Further, according to the present invention, since the rigid printed wiring boards are electrically connected to both end portions in the width direction of the strip-shaped flexible printed wiring board, the outer peripheral surface of the cylindrical developer carrier is shaped. Bending the flexible printed wiring board together,
The rigid printed wiring boards on both sides can securely hold the print head.

Further, according to the present invention, since the flexible printed wiring board and the rigid printed wiring board are electrically connected to each other through the anisotropic conductive film, the printed wiring board to be manufactured separately is The rigid printed wiring board can be easily electrically connected.

Further, according to the present invention, since the rigid printed wiring board is made of glass epoxy and the semiconductor integrated circuit chip for driving the control electrodes can be directly mounted, a compact and highly reliable print head can be obtained. You can

[Brief description of the drawings]

FIG. 1 is a sectional view showing a schematic structure of a powder flying recording apparatus according to an embodiment of the present invention.

FIG. 2 is a plan view of a print head used in the recording apparatus of FIG.

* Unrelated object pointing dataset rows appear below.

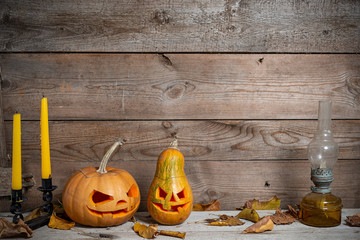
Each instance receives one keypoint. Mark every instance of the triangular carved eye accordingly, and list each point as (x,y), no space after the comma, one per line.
(99,198)
(133,191)
(181,194)
(172,198)
(161,194)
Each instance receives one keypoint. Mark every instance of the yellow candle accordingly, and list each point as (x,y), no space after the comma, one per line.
(16,164)
(45,148)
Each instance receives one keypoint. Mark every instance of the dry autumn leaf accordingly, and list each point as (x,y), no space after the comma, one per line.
(224,220)
(354,220)
(173,234)
(59,223)
(33,214)
(211,206)
(265,224)
(249,214)
(10,230)
(147,232)
(280,218)
(271,204)
(293,212)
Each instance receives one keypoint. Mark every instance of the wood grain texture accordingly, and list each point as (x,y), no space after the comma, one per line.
(232,182)
(180,86)
(180,26)
(198,140)
(196,229)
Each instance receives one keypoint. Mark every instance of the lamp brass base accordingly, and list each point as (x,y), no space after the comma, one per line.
(320,210)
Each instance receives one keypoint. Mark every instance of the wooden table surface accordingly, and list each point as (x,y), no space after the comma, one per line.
(196,229)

FIG. 3 is a cross-sectional view taken along the line III-III in FIG. 2;

FIG. 4 is a simplified cross-sectional view showing a state in which the print heads of FIGS. 2 and 3 are connected by an anisotropic conductive film.

5 is a cross-sectional view showing a shape near a control electrode of the print head of FIG.

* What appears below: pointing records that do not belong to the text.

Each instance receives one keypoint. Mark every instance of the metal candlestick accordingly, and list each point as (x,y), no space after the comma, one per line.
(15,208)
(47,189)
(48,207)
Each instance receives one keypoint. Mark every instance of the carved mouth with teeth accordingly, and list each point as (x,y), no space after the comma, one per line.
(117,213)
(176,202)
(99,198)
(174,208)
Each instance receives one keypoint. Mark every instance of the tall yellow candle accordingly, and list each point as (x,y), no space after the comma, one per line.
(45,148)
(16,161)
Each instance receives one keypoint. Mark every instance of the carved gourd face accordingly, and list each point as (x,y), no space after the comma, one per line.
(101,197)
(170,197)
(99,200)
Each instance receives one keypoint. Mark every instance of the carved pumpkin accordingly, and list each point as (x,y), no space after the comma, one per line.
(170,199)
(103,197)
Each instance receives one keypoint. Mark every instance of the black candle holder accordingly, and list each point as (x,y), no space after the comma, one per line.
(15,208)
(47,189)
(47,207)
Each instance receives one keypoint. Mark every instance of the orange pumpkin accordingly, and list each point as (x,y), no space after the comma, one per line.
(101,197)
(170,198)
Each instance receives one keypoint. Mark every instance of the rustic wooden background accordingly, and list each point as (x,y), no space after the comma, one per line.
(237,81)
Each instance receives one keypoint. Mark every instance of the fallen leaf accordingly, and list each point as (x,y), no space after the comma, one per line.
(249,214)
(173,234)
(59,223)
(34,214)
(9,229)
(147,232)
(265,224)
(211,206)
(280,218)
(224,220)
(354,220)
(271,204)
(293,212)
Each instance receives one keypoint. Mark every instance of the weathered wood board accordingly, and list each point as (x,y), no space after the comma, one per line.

FIG. 6 is a cross-sectional view showing a schematic configuration of a powder flying recording apparatus according to the prior art.

[Explanation of symbols]

 11 Developing Roller 12 Toner 13 Print Head 14 Recording Member 15 Conductive Roller 16 Insulating Substrate 17 Through Hole 18 Control Electrode 19 Flexible Printed Wiring Board 20, 21 Glass Epoxy Substrate 30, 31 Anisotropic Conductive Film 32, 33 Wiring Pattern 34 semiconductor integrated circuit chip 35 circuit parts

 ─────────────────────────────────────────────────── ─── Continuation of the front page (71) Applicant 595116577 ROOM 1906-07, FORTRESS TOWER NO-250 KING'S RORD, HONG KONG (72) Inventor Katsuhiko Gotoda 567-1 Fusehata, Ikawadani, Nishi-ku, Hyogo Prefecture Tee・ And M Co., Ltd. (72) Inventor Hisanobu Inada 567-1 Fusehata, Igawatani-cho, Nishi-ku, Kobe-shi, Hyogo Prefecture T-and-M Co., Ltd. (72) Inventor Susumu Shoji Fusehata, Ikawadani-cho, Nishi-ku, Kobe 567-1 T & M Co., Ltd. (72) Inventor Fumio Kondo Fusehata, Ikawadani-cho, Nishi-ku, Kobe City, Hyogo 567-1 T & M Co., Ltd.

Claims (4)

[Claims] 1. A developing agent is disposed between a cylindrical developer carrier that holds a magnetic powdery developer and an acceleration electrode that accelerates and sucks the developer, and develops from the developer carrier by electric field control. A print head for powder flying type recording for ejecting an agent, depositing a developer on a recording member inserted in the flight path to an acceleration electrode, and performing recording corresponding to electric field control. On the flexible printed wiring board, which is provided around the flexible printed wiring board and the flexible printed wiring board on which the control electrodes are individually formed on the periphery of each of the through holes. And a rigid printed wiring board on which a wiring pattern electrically connected to each of the control electrodes is formed. 2. The flexible printed wiring board has a strip shape extending in the axial direction of a cylindrical developer carrier, and two rigid printed wiring boards are used to provide a strip-shaped flexible print. 2. The powder fly type recording print head according to claim 1, wherein the print head is connected to both end portions in a width direction perpendicular to the length direction of the wiring board. 3. The powder flying according to claim 1, wherein an anisotropic conductive film is provided in an electrical connection portion between the flexible printed wiring board and the rigid printed wiring board. Print head for recording. 4. The powder according to claim 1, wherein the rigid printed wiring board is made of glass epoxy, and the semiconductor integrated circuit chip for driving the control electrodes can be mounted on the rigid printed wiring board. Flying recording print head.